🤖 AI Summary
This work addresses the instability in offline reinforcement learning arising from the trade-off between reward maximization and behavioral constraints, which is often exacerbated by latent-policy approaches relying on indirect distillation through a latent-space critic, leading to information loss and convergence difficulties. To overcome this, we propose MeanFlow, a differentiable one-step policy that eliminates the surrogate latent critic and instead directly backpropagates gradients from the Q-function in the original action space into the latent space, enabling end-to-end, high-fidelity policy optimization. Furthermore, the proposed policy serves as a generative prior for behavioral constraints, effectively decoupling policy improvement from constraint enforcement. Evaluated on OGBench and real-world robotic tasks, our method achieves state-of-the-art performance—significantly outperforming behavioral cloning and existing latent-guided baselines—without requiring complex hyperparameter tuning.
📝 Abstract
Offline reinforcement learning (RL) allows robots to learn from offline datasets without risky exploration. Yet, offline RL's performance often hinges on a brittle trade-off between (1) return maximization, which can push policies outside the dataset support, and (2) behavioral constraints, which typically require sensitive hyperparameter tuning. Latent steering offers a structural way to stay within the dataset support during RL, but existing offline adaptations commonly approximate action values using latent-space critics learned via indirect distillation, which can lose information and hinder convergence. We propose Latent Policy Steering (LPS), which enables high-fidelity latent policy improvement by backpropagating original-action-space Q-gradients through a differentiable one-step MeanFlow policy to update a latent-action-space actor.

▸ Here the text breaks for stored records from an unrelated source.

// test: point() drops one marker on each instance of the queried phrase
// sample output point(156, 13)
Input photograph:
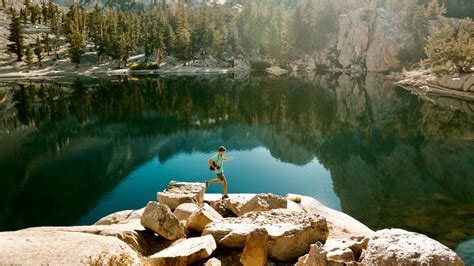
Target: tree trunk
point(158, 57)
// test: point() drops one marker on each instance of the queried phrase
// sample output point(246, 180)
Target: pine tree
point(77, 41)
point(45, 40)
point(16, 37)
point(434, 9)
point(28, 56)
point(183, 32)
point(39, 50)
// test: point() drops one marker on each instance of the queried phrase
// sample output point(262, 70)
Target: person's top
point(219, 161)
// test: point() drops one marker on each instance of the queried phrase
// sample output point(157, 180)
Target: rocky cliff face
point(368, 39)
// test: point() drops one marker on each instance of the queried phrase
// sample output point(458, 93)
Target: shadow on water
point(394, 160)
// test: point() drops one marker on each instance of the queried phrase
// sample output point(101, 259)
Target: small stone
point(213, 262)
point(185, 252)
point(159, 218)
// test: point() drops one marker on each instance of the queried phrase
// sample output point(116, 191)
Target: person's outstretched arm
point(211, 164)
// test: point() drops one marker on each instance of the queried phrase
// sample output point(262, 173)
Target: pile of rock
point(185, 226)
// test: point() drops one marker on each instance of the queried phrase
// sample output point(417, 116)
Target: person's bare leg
point(213, 181)
point(224, 186)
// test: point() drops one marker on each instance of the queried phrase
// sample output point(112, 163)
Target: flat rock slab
point(264, 202)
point(183, 211)
point(159, 218)
point(335, 252)
point(178, 193)
point(343, 225)
point(400, 247)
point(201, 217)
point(290, 232)
point(185, 252)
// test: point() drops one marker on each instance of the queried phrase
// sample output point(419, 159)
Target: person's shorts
point(221, 177)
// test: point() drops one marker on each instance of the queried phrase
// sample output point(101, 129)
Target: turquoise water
point(258, 176)
point(73, 151)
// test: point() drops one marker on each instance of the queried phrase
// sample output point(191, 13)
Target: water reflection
point(394, 160)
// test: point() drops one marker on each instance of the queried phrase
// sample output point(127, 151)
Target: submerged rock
point(185, 252)
point(178, 193)
point(290, 232)
point(277, 71)
point(400, 247)
point(120, 217)
point(159, 218)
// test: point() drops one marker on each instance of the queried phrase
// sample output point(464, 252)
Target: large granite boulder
point(232, 205)
point(353, 36)
point(385, 42)
point(290, 233)
point(341, 224)
point(183, 211)
point(263, 202)
point(400, 247)
point(120, 217)
point(256, 248)
point(159, 218)
point(178, 193)
point(185, 252)
point(201, 217)
point(49, 245)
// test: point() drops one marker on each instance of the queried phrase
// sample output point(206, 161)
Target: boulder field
point(185, 226)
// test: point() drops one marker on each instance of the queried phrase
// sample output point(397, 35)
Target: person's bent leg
point(224, 187)
point(214, 181)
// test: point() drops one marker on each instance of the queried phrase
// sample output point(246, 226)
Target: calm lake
point(73, 151)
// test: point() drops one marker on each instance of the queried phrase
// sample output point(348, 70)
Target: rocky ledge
point(185, 226)
point(425, 84)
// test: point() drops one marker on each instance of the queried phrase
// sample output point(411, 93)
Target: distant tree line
point(277, 30)
point(267, 28)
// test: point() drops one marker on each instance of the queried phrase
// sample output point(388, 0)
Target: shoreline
point(187, 226)
point(426, 85)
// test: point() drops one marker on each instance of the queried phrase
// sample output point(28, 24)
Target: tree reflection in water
point(395, 160)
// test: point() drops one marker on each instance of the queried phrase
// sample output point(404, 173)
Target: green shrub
point(260, 65)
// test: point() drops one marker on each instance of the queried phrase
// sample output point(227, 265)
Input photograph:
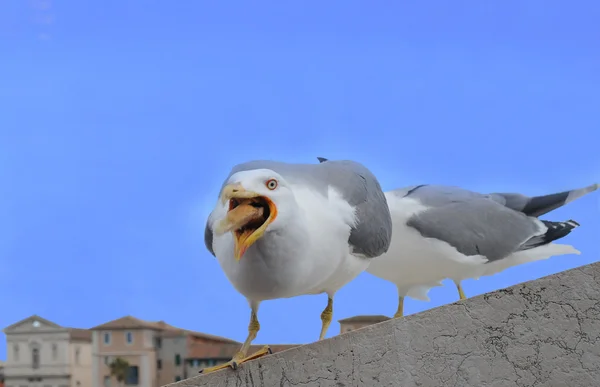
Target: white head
point(259, 201)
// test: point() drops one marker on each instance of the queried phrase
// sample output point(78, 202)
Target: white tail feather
point(531, 255)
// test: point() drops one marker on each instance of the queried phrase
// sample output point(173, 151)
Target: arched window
point(35, 358)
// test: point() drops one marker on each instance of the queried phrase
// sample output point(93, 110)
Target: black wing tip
point(557, 230)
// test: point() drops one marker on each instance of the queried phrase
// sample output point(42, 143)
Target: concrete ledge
point(541, 333)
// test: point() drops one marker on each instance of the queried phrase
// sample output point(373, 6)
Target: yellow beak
point(240, 216)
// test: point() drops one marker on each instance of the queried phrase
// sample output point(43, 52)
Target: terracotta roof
point(130, 322)
point(366, 318)
point(226, 351)
point(80, 334)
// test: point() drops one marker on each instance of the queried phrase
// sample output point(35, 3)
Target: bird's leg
point(240, 357)
point(461, 293)
point(400, 311)
point(326, 317)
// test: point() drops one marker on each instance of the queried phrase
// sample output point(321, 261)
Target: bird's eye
point(271, 184)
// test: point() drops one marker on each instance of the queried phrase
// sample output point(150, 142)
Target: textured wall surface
point(541, 333)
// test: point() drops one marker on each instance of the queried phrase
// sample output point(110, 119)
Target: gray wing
point(372, 234)
point(540, 205)
point(473, 223)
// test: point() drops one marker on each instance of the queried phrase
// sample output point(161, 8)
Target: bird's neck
point(290, 240)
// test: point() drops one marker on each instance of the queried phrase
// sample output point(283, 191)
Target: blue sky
point(120, 119)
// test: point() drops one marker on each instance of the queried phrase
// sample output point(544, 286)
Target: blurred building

By eliminating proxy latent critics, LPS allows an original-action-space critic to guide end-to-end latent-space optimization, while the one-step MeanFlow policy serves as a behavior-constrained generative prior. This decoupling yields a robust method that works out-of-the-box with minimal tuning. Across OGBench and real-world robotic tasks, LPS achieves state-of-the-art performance and consistently outperforms behavioral cloning and strong latent steering baselines.